Wenn wir zurückblicken, dann stellte sich nach den Wirrungen der Kriege des 19. Jahrhunderts für die nur lose verbundenen Kantone in ihrer konföderativen Verfassung ja auch die Existenzfrage. Wenn sich die innerschweizerischen Kantone im Sonderbundeskrieg durchgesetzt hätten, wäre die Schweiz als eigenständiger Staat in den Zeiten des europäischen Nationalismus in ihre nationalen Bestandteile zerfallen. Nur der «Vernunftsstaat» Schweiz konnte sich den Nationalismen entziehen und er wurde ein modernes Europa im Kleinen. Mit der direkten Demokratie und einer politischen, sprachlichen und ethnischen Heterogenität. Damit passt die Schweiz in der Tat als funktionierendes «föderales» Modell für die Europäische Union.

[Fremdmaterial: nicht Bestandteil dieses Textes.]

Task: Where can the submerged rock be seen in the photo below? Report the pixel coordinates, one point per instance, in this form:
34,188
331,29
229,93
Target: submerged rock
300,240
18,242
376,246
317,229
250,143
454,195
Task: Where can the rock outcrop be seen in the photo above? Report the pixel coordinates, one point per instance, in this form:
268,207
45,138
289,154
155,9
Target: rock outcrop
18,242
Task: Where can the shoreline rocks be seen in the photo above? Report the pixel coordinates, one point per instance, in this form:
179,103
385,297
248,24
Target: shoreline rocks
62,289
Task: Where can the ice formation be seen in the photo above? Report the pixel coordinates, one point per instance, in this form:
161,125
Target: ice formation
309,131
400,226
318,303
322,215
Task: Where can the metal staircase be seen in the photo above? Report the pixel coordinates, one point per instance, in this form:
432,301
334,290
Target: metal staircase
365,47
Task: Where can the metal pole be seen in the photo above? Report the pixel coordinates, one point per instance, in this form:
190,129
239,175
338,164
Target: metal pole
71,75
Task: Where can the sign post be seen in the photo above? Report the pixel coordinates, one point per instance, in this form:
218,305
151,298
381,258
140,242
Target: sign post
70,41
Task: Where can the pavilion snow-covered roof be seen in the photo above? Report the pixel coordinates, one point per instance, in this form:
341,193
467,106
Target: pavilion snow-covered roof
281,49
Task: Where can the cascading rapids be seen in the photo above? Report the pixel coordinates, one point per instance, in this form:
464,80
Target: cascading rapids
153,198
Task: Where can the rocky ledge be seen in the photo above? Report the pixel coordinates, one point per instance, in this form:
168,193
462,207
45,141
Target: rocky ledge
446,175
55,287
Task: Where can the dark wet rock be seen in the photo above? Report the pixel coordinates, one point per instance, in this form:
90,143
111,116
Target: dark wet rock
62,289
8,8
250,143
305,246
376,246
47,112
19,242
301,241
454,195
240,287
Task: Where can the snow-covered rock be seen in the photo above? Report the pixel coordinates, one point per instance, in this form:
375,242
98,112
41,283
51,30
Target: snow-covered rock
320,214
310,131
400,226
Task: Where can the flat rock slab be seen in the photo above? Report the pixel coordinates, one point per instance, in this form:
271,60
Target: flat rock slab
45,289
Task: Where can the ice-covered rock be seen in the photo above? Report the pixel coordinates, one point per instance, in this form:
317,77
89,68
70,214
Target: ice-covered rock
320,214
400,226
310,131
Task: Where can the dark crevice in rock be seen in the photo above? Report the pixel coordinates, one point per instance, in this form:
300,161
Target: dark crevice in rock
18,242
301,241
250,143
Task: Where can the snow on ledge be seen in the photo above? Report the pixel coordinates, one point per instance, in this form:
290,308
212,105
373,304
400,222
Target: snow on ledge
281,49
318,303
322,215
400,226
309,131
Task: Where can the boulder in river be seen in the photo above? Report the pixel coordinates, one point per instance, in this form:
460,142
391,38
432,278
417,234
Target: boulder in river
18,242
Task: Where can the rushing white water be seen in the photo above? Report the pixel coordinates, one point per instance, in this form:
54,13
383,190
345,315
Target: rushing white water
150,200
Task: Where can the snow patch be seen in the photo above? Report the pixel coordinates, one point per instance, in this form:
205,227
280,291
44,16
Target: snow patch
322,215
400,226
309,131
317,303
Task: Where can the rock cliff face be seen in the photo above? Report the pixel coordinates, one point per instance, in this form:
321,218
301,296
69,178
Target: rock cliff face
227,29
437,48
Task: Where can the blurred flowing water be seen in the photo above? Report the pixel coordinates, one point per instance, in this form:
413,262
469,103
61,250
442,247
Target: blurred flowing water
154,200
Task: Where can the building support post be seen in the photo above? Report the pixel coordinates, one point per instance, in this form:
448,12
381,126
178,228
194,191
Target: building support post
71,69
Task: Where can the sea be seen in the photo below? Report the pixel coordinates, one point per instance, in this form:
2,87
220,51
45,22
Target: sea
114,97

4. Wäre die klare Kompetenzverteilung zwischen EU Kommission und den Mitgliedsstaaten der Schlüssel die politische Union zu vertiefen? Oder muss das Zusammenspiel zwischen Kommission, EU Parlament und den Organen der Mitgliedsstaaten neu überdacht werden?

FISCHER: Wenn wir uns die Strukturen der heutigen EU anschauen, dann scheint mir der Schlüssel hin zu weiteren Reformen in den Händen der Eurogruppe zu liegen. Alle Verschiebungen der Kompetenzen im bestehenden Gefüge kosten viel Kraft und Zeit – und greifen schlussendlich zu kurz.

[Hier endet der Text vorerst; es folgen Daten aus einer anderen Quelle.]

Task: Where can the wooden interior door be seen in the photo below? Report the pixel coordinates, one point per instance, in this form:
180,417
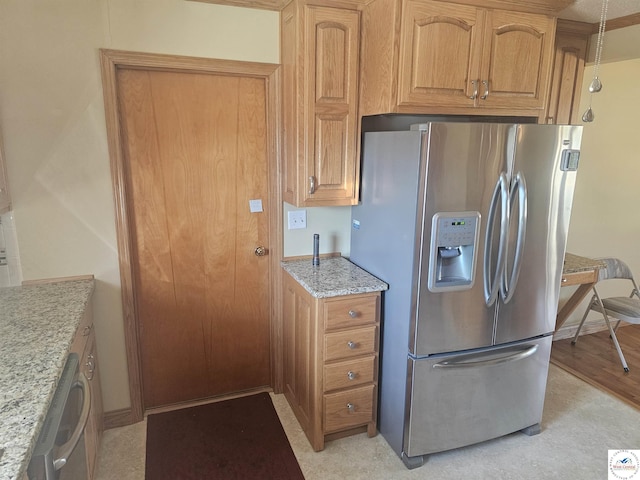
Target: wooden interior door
195,158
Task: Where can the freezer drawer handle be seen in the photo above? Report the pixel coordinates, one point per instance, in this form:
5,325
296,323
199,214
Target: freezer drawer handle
512,357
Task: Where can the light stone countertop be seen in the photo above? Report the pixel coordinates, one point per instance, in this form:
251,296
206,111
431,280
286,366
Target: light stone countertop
37,326
334,276
575,263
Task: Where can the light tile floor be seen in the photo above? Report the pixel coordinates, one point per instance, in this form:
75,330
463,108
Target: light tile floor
580,424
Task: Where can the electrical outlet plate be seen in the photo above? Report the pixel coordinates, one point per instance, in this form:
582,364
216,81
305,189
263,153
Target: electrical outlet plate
297,219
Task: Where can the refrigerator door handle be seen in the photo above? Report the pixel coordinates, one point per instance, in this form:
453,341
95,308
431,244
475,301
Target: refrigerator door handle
492,285
519,189
487,362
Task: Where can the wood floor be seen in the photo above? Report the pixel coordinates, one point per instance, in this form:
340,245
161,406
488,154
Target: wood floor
595,360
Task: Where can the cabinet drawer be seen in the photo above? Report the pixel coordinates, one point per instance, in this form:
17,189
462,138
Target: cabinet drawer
348,409
349,373
348,312
350,343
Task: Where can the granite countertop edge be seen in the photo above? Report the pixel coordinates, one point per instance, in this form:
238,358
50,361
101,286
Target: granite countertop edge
335,276
37,326
576,263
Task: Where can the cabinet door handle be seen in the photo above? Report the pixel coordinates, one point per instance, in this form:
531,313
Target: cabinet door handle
474,83
486,90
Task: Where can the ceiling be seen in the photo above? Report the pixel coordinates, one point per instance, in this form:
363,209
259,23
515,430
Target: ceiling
590,10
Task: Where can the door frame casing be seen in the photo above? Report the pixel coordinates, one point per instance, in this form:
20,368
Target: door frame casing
111,61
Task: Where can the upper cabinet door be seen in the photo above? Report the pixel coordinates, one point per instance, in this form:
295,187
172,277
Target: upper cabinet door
441,47
331,99
517,55
320,52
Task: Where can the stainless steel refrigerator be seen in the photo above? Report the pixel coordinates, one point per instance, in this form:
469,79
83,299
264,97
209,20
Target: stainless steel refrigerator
467,223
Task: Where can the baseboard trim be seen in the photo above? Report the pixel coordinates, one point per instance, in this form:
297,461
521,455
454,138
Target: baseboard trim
118,418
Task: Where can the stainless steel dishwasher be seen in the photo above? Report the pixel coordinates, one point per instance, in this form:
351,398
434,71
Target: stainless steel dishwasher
60,451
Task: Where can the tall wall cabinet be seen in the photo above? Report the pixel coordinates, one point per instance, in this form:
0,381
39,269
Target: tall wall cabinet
571,49
320,47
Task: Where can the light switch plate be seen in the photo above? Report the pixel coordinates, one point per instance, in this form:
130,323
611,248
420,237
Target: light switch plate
297,219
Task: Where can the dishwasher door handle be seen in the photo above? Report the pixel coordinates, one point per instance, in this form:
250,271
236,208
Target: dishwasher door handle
68,447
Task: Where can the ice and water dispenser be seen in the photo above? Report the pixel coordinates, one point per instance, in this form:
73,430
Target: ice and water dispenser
452,257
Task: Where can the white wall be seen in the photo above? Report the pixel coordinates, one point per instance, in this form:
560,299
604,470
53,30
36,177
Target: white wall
605,219
52,122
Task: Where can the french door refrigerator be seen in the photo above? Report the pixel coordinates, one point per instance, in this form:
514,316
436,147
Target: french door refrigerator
467,223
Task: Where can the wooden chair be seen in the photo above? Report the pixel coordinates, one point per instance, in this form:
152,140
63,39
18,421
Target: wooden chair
622,309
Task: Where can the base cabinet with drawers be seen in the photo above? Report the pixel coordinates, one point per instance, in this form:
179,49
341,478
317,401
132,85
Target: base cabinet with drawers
331,361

Aus meiner Sicht sollten die Staaten der Eurogruppe in einem ersten Schritt eine Regierung der Eurozone bilden. Ich denke da an eine Eurokammer – analog dem Schweizer Vorbild –, die sich proportional zusammensetzt. Das löst die Frage nach der Direktwahl, die sich absehbar nicht realisieren lässt. Diese Kammer wäre zuständig für alle Haushalts-, Finanz- und Wirtschaftsfragen und entscheidet in allen Fragen der Subsidiarität – also der Machtverteilung zwischen den Mitgliedsstaaten sowie der Union und in europäischen Verfassungsfragen. So könnte eine neue europäische und auch demokratische Wirklichkeit entstehen, die die gesamte EU im Laufe der Zeit in diese Richtung transformieren würde.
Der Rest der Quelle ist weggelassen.